Data is from blackboard.ttu.edu, course 5371 regression analysis, provided by professor Dr. Su Jingyong. Data comes as .dat file. Our goal is to explore the relationship between variables ppTV and ppDr.
#path <- "STAT5371/TV.dat"
#df <- read.table(path)
df <- read.table("TV.dat")
names(df); dim(df)
## [1] "life" "ppTV" "ppDr" "flife" "mlife"
## [1] 40 5
par(mfrow=c(1,3))
plot(df$ppDr, df$ppTV, xlab="people per Dr",ylab="people per TV", main="The scatter plot of original data")
hist(df$ppDr, breaks=50, main="distribution of people per Dr")
hist(df$ppTV, breaks=50, main="distribution of people per Tv")
According to above figuers, both ppTV and ppDr are strongly right skewed, so transformations on both variables needed, logarithm were used here
df$ppt <- log(df$ppTV)
df$ppd <- log(df$ppDr)
#Check distribution again
par(mfrow=c(1,3))
plot(df$ppd, df$ppt, col="red", xlab="people per Dr",ylab="people per TV", main="The scatter plot of tranformed data")

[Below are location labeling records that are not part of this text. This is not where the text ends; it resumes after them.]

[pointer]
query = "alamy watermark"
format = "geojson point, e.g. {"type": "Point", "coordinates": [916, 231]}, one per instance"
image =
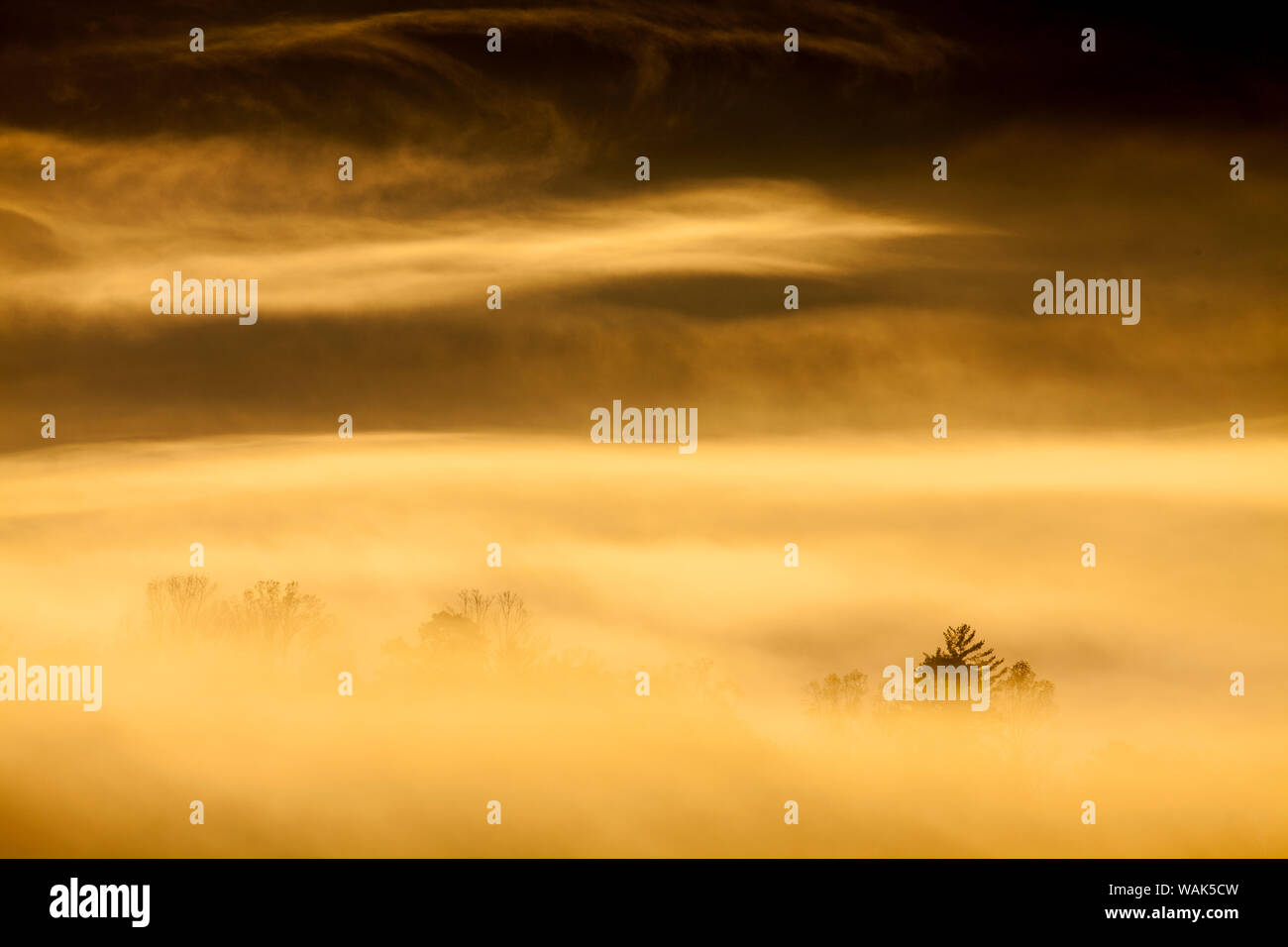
{"type": "Point", "coordinates": [81, 684]}
{"type": "Point", "coordinates": [939, 684]}
{"type": "Point", "coordinates": [671, 425]}
{"type": "Point", "coordinates": [213, 298]}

hist(df$ppd, breaks=50, main="Transformed people per Dr")
hist(df$ppt, breaks=50, main="Transformed people per TV")
Still skewed but much better and acceptible. And sort of linear relationship shows up
Our model will be used here is simple linear regression model as followed
\[ log(ppt_{i}) = \beta_{0} + \beta_{1} \times log(ppd_{i}) + \epsilon_{i}\]

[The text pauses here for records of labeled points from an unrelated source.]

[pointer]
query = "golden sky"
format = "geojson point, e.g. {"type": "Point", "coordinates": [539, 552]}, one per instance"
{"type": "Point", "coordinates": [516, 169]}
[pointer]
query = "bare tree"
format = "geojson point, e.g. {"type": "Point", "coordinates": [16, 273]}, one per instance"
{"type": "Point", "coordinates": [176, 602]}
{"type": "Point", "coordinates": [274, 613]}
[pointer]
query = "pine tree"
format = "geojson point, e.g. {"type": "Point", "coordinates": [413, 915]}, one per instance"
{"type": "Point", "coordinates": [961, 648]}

Log(people per Doctor) is independent variable and log(people per TV) is dependent variable and we are assuming the simple linear relationship between them.
y<-df$ppt
x<-df$ppd
fit <- lm(y~x)
summary(fit)
##
## Call:
## lm(formula = y ~ x)
##
## Residuals:
## Min 1Q Median 3Q Max
## -1.5139 -0.7092 -0.0871 0.3575 3.2077
##
## Coefficients:
## Estimate Std. Error t value Pr(>|t|)
## (Intercept) -4.3417 0.9933 -4.371 0.000101 ***
## x 0.9527 0.1388 6.864 4.95e-08 ***
## ---
## Signif. codes: 0 '***' 0.001 '**' 0.01 '*' 0.05 '.' 0.1 ' ' 1
##
## Residual standard error: 1.045 on 36 degrees of freedom
## (2 observations deleted due to missingness)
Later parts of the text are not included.